“你……派人在美国暗中保护他们?从、从什么时候开始?”
司薄年道,“我说了,你会信?”
陆恩熙不敢轻易惹恼他,就算她再憋屈,也得忍着,“我信你,请你……请你继续保护他们。”
这耻辱的话,她几乎是埋葬了所有的尊严才说出来的。
她的骨气,她的骄傲,骤然间分文不值。
这个滋味实在可耻,又无能为力。
她真恨。
“理由呢?”
“你……你想要什么?”
“明天晚上九点,帝尊。
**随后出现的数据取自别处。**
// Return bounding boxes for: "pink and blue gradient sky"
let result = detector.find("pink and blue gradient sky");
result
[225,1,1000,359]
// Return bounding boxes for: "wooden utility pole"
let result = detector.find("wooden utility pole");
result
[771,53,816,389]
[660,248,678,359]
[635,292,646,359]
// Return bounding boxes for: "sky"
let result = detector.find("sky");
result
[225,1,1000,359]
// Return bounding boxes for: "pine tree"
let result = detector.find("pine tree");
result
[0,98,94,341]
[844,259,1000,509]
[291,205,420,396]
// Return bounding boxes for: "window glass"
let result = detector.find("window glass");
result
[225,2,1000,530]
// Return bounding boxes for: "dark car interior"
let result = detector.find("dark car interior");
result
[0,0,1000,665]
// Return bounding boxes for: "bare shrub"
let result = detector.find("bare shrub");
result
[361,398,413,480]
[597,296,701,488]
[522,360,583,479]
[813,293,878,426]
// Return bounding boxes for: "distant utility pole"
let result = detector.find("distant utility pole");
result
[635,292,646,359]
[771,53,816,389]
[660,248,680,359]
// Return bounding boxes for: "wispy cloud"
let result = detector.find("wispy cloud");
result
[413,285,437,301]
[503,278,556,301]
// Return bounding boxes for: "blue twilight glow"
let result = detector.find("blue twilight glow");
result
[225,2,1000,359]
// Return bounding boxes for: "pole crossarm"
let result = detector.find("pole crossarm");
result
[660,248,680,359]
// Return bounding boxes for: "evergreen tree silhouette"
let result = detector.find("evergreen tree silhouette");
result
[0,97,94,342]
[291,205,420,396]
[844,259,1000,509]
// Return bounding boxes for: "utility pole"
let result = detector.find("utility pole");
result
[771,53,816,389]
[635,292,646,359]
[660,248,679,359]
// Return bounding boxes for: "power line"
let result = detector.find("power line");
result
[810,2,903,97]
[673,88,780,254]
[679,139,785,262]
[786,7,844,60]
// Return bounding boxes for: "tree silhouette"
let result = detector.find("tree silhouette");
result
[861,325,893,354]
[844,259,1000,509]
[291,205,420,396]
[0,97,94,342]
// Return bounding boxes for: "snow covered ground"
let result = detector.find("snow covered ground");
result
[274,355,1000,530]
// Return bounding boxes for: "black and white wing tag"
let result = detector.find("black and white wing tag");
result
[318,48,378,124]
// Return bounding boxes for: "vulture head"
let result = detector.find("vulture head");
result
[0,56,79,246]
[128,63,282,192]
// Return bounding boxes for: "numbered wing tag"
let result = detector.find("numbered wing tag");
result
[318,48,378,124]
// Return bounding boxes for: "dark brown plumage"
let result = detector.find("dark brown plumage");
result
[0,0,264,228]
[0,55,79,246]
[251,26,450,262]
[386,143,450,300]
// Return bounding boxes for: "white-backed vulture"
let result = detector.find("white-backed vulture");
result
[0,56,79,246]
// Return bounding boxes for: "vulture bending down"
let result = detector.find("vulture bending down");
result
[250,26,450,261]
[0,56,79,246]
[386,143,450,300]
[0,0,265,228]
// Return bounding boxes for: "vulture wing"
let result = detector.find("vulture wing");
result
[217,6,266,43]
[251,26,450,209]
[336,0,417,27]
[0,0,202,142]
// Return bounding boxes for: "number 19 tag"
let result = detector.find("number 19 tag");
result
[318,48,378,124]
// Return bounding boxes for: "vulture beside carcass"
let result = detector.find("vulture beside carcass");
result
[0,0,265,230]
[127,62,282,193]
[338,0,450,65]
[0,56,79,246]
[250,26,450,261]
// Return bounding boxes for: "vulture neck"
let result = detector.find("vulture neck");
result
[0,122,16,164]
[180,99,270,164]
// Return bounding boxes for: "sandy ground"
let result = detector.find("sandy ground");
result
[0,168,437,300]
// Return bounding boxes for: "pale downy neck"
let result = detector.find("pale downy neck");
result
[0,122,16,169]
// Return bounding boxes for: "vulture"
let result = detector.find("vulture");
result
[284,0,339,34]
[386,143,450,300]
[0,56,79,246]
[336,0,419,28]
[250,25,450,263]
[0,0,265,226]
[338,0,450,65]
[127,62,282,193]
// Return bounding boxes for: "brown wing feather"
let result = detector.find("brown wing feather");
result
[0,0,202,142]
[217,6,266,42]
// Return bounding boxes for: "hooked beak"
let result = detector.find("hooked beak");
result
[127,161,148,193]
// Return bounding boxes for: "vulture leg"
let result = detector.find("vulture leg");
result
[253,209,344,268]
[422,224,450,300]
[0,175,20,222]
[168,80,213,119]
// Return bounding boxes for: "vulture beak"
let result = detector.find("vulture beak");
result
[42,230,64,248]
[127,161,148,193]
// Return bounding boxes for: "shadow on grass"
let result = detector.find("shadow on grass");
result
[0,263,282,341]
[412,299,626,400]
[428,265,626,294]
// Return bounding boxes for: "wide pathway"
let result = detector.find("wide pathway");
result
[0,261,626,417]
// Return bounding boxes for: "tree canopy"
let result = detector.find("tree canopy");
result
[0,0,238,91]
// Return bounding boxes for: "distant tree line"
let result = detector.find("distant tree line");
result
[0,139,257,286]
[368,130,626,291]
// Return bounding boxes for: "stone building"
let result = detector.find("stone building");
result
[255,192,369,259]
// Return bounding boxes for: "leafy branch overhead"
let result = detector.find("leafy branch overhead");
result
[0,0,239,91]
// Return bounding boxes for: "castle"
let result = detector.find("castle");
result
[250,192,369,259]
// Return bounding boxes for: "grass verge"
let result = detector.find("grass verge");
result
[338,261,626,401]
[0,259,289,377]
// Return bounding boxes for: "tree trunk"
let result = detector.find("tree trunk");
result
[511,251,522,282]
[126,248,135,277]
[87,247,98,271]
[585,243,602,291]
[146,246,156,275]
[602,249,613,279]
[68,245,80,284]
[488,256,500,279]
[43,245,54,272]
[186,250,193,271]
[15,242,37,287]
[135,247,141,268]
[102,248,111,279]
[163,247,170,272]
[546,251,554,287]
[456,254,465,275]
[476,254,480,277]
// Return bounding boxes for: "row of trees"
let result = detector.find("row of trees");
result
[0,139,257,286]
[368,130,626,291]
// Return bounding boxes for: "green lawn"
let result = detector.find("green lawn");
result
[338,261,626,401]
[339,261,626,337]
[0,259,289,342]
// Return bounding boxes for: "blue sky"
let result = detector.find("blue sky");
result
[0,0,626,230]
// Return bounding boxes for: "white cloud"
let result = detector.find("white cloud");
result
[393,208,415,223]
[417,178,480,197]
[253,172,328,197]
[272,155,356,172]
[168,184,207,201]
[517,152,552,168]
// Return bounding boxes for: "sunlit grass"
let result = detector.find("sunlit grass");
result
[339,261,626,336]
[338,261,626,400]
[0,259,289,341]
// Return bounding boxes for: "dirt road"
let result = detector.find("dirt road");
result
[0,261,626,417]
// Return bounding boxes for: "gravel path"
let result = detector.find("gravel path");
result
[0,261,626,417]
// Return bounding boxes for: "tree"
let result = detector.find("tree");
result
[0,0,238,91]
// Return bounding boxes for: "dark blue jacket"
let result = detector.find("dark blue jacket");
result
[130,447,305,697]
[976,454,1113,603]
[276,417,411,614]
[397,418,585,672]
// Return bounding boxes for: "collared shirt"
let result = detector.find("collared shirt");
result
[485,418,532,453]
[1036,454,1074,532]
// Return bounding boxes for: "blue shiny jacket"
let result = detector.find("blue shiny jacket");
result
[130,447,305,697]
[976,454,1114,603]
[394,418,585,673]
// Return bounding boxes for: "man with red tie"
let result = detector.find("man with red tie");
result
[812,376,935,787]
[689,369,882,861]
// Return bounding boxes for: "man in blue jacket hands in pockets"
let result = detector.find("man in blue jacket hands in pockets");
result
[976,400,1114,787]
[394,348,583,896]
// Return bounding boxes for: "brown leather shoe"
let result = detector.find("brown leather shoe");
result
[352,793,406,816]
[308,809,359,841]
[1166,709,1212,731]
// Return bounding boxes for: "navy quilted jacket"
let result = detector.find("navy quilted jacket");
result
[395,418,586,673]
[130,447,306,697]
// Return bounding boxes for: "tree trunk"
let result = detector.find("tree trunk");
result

”
说完,他拂袖而去。
门打开,又嘭地关上。
陆恩熙扶着书架,一点点滑落,最后跪下地板上。
她没淋雨,后背却湿透了。
明晚,帝尊。
这个提醒足够明显,司薄年要她的身体。
陆恩熙望着窗外电闪雷鸣,突然想笑,可泪水却比笑容来得更快。
终究,她还是躲不过,还是逃不掉……
这边。
司薄年被怒气催逼着,徒步走入了瓢泼大雨。
视线被雨水冲刷,他对来往车辆的鸣笛置若罔闻,迈开大步走在人行道上,全然枉顾红色信号灯,还有两边疯狂的叫嚣。